Pascal Dagnan-Bouveret’s Bouderie, meaning sulking, is a splendid and intimate portrait of the artist’s friend and colleague Gustave Courtois, painted in 1880. Courtois is seen at one end of a large sofa, smiling wryly and staring into the distance. He holds his palette and brushes in his left hand, and what may be a long mahlstick in the right. At the opposite end of the sofa, turned with her back towards Courtois, is a young woman dressed in fashionable black clothing, and on the left is a screen decorated with Japanese imagery.

The Swedish rising star Anders Zorn painted some Japoniste works, including this parasol portrait, Castles in the Air, from 1885.

Before he went to Arles, Vincent van Gogh had copied Utagawa Hiroshige’s woodblock print The Plum Orchard in Kameido. Shortly after his arrival there, in 1888, the fruit trees came into flower, and van Gogh painted a triptych intended for his brother Theo’s apartment, including The Pink Orchard above, and The Pink Peach Tree below.

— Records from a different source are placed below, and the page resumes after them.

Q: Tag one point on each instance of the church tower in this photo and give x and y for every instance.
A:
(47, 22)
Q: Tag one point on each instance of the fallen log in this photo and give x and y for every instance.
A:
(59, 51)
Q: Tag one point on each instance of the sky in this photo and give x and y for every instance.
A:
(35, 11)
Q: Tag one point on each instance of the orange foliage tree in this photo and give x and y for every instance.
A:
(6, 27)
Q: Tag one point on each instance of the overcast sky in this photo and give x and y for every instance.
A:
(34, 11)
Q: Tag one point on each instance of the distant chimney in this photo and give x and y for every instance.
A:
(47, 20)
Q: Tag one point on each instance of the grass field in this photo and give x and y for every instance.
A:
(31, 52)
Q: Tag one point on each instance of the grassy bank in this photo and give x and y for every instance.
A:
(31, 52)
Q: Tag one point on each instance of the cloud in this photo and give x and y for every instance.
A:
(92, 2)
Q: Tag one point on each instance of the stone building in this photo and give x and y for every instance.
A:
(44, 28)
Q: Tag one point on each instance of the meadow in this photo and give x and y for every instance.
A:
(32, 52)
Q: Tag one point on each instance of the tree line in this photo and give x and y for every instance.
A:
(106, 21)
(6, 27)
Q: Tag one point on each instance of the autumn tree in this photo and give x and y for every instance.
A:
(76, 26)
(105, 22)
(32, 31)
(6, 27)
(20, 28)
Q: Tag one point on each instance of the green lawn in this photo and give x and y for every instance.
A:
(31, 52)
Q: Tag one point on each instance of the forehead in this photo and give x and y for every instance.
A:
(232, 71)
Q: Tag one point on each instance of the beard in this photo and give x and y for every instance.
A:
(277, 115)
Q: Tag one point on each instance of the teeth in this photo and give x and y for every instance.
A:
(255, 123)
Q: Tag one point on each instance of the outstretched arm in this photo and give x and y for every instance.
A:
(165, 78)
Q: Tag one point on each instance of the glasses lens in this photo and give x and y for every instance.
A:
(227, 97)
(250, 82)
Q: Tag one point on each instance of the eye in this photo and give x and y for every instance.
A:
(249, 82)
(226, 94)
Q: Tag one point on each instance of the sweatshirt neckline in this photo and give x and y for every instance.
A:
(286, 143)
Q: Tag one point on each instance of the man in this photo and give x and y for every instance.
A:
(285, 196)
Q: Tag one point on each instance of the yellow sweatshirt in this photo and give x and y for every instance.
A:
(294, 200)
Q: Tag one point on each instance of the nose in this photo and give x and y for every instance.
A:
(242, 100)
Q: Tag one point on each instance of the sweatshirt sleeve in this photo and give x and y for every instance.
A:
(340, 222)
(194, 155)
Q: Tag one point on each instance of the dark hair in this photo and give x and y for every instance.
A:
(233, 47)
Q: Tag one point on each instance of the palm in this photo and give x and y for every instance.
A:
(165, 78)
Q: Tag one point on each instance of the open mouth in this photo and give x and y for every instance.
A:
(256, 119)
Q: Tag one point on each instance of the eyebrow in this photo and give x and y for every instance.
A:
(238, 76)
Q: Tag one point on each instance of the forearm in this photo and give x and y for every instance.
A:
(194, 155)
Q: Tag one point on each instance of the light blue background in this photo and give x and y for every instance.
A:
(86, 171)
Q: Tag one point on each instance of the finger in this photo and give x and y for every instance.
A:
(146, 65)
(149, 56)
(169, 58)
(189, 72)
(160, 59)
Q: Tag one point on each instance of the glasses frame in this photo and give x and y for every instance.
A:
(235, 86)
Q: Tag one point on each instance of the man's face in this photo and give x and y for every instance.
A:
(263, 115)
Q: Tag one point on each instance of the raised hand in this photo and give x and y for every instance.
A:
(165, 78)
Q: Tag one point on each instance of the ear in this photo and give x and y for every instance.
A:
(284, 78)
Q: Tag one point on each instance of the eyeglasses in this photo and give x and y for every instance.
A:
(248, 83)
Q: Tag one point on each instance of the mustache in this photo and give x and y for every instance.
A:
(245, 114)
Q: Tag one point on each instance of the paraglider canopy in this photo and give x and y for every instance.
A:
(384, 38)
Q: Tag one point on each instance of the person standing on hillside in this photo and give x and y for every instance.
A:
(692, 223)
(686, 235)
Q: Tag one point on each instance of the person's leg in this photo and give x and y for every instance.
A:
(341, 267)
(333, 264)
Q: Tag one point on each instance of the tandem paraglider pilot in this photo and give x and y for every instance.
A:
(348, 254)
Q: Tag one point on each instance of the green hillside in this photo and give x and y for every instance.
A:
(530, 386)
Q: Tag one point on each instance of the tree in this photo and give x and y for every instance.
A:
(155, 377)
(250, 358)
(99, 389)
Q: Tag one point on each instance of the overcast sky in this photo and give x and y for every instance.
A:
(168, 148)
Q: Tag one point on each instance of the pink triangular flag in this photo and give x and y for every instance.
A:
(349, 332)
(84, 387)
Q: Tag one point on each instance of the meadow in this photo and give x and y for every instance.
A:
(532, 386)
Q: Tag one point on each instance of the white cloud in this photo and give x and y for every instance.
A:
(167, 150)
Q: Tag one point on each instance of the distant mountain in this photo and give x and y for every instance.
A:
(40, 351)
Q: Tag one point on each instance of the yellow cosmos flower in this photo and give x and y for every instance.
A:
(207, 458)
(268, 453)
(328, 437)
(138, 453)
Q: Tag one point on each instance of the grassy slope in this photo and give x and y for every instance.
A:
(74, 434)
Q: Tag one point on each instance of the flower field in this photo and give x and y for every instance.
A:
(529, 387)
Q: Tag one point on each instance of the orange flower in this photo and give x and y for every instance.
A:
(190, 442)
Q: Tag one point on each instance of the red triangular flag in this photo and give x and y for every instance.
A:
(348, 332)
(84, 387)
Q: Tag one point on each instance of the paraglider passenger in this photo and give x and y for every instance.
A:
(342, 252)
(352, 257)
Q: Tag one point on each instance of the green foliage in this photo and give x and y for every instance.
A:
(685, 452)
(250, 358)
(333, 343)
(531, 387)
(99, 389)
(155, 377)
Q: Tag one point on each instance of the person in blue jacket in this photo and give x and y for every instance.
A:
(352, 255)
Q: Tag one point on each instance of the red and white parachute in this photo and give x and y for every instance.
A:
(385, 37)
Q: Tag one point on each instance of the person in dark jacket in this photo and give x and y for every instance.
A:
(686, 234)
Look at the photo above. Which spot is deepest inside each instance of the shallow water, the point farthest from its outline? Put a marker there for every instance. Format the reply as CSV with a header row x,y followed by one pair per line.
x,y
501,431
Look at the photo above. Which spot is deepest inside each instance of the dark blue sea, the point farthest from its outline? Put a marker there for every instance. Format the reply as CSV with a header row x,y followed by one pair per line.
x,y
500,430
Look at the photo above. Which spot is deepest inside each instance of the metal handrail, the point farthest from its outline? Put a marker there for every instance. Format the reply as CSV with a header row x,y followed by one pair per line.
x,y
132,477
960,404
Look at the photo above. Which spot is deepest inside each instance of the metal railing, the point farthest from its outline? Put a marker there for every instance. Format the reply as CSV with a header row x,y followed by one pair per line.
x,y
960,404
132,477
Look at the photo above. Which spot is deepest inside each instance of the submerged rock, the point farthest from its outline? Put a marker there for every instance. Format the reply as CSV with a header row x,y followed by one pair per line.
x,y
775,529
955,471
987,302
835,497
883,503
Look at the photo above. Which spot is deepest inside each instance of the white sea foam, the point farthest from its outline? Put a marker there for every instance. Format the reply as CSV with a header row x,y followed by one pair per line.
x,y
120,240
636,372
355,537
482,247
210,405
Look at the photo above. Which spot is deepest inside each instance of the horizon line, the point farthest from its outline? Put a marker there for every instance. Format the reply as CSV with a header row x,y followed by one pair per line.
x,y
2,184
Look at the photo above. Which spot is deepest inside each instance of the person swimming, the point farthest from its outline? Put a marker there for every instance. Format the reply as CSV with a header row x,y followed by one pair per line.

Van Gogh’s approach to painting blossoming fruit trees was completely different from that of the Japanese prints he had collected. His trees are built anatomically, with trunk and branches drawn in outline, often using contrasting colour. Flowers are applied using impasto; sadly some of these have faded since, and some of the paint that now appears white or off-white was originally much pinker.